Houk, a manager for 20 seasons in the majors who led the Yankees to two World Series championships and three pennants in his first seasons at the helm, died Wednesday at his home in Winter Haven, Fla. He was 90.
Houk won 1,619 games — 15th all-time — with the Yankees, Detroit Tigers and Boston Red Sox from 1961-1984. The arc of Houk's playing career was forever changed by the war, where he won a Silver Star and rose to the rank of major — which became his nickname.
Via his obituary in the New York Times, we can gain insight into how Houk handled his players:
Houk's strong point was building the morale and confidence of his players with an optimistic outlook and a refusal to criticize them publicly.
"I don't think you can humiliate a player and expect him to perform," Houk said.
He went 944-806 in 11 seasons in New York, but he did his best managing in the early going when the talent was still great. Especially in '61, his baptism by fire as a major league manager.
Sure, life looks great when you're standing next to (from the left) Yogi Berra, Mickey Mantle and Joe DiMaggio (who was retired by then) — but the job wasn't so easy.
It's hard to imagine the impact of the media circus surrounding the Yankees, particularly coverage of the pursuit by Mantle and Roger Maris of Babe Ruth's single-season home run record.
If it was anything like what Billy Crystal portrayed in "61*," then Houk had his hands full.

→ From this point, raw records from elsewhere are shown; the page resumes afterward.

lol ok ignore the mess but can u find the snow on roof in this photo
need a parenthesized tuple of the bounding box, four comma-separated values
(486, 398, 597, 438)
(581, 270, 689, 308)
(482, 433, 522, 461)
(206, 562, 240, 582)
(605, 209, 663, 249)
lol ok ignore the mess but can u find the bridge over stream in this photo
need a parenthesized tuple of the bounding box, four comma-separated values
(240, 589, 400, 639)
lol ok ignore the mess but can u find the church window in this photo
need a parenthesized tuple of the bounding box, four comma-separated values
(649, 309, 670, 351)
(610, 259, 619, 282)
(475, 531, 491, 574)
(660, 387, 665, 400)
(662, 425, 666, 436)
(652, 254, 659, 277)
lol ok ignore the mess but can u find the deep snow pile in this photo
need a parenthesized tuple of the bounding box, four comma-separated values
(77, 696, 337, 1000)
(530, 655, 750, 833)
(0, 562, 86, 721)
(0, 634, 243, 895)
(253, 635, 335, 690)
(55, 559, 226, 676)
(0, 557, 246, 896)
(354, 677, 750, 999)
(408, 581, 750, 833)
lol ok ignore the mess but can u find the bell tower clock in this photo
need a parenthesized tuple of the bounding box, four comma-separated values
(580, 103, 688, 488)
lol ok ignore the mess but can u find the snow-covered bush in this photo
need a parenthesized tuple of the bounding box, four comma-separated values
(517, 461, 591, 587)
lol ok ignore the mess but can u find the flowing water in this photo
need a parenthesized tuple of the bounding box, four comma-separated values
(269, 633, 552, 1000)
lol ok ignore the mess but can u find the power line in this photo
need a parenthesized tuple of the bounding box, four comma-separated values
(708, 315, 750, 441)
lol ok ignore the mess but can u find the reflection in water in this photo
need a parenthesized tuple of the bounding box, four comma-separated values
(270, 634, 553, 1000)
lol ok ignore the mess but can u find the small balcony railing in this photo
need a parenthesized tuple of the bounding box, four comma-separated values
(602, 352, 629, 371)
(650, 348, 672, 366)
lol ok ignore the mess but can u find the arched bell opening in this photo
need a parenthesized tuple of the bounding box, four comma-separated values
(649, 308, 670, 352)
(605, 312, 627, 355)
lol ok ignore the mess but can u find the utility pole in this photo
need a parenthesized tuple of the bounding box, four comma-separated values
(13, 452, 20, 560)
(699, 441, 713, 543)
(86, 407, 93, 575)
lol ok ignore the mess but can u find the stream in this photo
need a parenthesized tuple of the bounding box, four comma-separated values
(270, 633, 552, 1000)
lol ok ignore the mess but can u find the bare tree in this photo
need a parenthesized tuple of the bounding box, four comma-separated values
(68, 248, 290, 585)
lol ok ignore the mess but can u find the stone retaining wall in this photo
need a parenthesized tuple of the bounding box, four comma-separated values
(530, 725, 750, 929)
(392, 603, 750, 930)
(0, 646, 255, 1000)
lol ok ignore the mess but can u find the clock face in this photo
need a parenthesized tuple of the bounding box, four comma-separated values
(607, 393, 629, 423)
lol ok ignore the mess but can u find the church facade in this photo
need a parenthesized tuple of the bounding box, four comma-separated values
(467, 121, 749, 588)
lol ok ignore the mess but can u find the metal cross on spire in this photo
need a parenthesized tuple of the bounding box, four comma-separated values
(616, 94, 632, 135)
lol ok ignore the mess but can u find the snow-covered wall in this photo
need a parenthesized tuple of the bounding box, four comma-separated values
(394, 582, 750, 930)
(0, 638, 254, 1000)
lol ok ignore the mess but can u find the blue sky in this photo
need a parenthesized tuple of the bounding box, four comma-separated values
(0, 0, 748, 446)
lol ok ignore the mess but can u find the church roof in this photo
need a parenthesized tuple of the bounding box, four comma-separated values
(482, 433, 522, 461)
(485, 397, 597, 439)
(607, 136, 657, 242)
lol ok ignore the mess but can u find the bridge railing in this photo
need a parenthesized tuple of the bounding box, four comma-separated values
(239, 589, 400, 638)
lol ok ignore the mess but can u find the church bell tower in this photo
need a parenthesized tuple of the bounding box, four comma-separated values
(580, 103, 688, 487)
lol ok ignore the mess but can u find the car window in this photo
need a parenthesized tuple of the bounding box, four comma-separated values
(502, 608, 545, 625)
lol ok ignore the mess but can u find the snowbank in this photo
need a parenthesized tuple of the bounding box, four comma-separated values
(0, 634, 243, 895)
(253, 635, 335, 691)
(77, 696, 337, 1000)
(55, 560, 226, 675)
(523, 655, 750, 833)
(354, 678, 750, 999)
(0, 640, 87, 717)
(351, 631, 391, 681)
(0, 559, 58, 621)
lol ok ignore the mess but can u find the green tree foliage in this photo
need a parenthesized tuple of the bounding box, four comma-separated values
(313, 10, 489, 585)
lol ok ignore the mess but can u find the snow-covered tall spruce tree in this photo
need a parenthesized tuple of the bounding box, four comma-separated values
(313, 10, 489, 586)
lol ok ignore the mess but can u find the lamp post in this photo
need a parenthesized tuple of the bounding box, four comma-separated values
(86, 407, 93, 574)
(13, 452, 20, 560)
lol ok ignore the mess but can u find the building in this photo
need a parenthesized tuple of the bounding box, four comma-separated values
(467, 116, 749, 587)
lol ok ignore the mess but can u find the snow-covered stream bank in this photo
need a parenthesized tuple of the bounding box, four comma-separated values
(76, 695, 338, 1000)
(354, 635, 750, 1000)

After a two-year stint as the Yankees' general manager, Houk returned to the dugout in 1966 and stayed until 1973 during a period of decline; the Yankees finished under .500 four times, if you can believe it. With Steinbrenner on the way in and set to clean house, Houk resigned.
Houk knew when he was in over his head.
He managed Detroit from 1974-1978, getting out just as Alan Trammell, Lou Whitaker, Lance Parrish and Jack Morris were establishing themselves in the majors — and before Sparky Anderson took that core group to the World Series.
I'm old enough to remember Houk near the end of his career when he managed the Red Sox. He had modest success in the early '80s, between eras of Boston heartbreak. He was Wade Boggs' and Roger Clemens' first manager. And the last for Carl Yastrzemski.
As a 10-year-old, my honest impression of Houk was this: "He seems really old to be managing." And withthose sunglasses, he reminded me of Douglas MacArthur.
But the guy was a survivor — and he was pretty good at being a manager, too.